1854 Italianate Villa [Craigslist] GMAP P*Shark
BREAKING: 70 Lefferts Place Landmarked! [Brownstoner]
Potential for landmarking is cost of doing business. As to threat of place turning into an eyesore, well that is what a lot of developers do to avoid landmarking or to fight against it. Mega bad karma. And we shouldn’t afraid to say it to them. Building a community is not about maximizing every dollar.
i have no pity for this developer. he used some pretty nasty tactics to force the previous owner to sell it to him. besides, why doesn’t he just build his condos on the large vacant lot next door? for those of you who wish there were condos available in that area, just wait a few years and get in line for your place at atlantic yards.
and mr. philly, unlike nyc’s neighborhoods which have changed enormously over the past decade, philly has changed remarkably little. the block i grew up on in west philly is essentially unchanged since the late 70s. i think that’s a great thing, however none of those homes are going to double or triple in price anytime soon.
watch this thing turn into a eyesore and the new owner really got shafted!
there should be something in place to protect buyers from sonething like this. that is terribly unfair for him to have to pay (literally) for a choice that was made beyond his control.
why do people selling expensive property put it on craigslist? why not with a reputable broker? so stupid no wonder he bought it thinking he could tear it down.
If the buyer wanted to build a condo development, he is not going to be interested in a bed and breakfast for God’s sake.
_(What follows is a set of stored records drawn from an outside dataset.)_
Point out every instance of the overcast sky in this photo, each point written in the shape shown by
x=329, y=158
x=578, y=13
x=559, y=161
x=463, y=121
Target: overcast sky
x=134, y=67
I also think he got the royal shaft and said so when everyone was opining on this issue with the last minute rescue action. Where was Landmark’s before this deal was done? It shows how unsystematic and arbitrary the whole Landmark’s process is. I am not a developer, broker or in any way involved with this — just a homeowner not far away.
anon 11:03am again.
Some of the inner rooms could also be used to host small receptions, conferences, meetings, etc. I would imagine that those rooms could also generate monthly income.
It would make a nice bed and breakfast (similar to the Akwaaba mansion in bed sty). If it was well run, I’m sure he could generate enough income plus more to cover his $12000/mth mortgage.
The house looks like it could support at least 10 bedrooms (without modifying the original layout).
10 furnished rooms at $100/night each = $1000/night total for all rooms = $30,000/monthly for the house.
I don’t see why he’s in such a rush to unload this property.
I got to get you White folk out to Philadelphia. There are Brownstones and some of the finest historical townhouses that can be had for CHEAP!!!!
(I’m talking less than $100K)
The city is so backwards that they labels these gems as “blighted” and knock them down.
True, these properties are in the HOOD, but wasn’t CH and FG and Harlem. All I need (for my property value to go up, so I can cash the hell out) is a few well meaning new-comers and rabble-rousers to take on some physic connection to the area.
If I can get critical mass these suckers can sell for 3x’s the value in about 2.5 years and 7x’s in about five years.
I’m talking N.Philly around Temple University.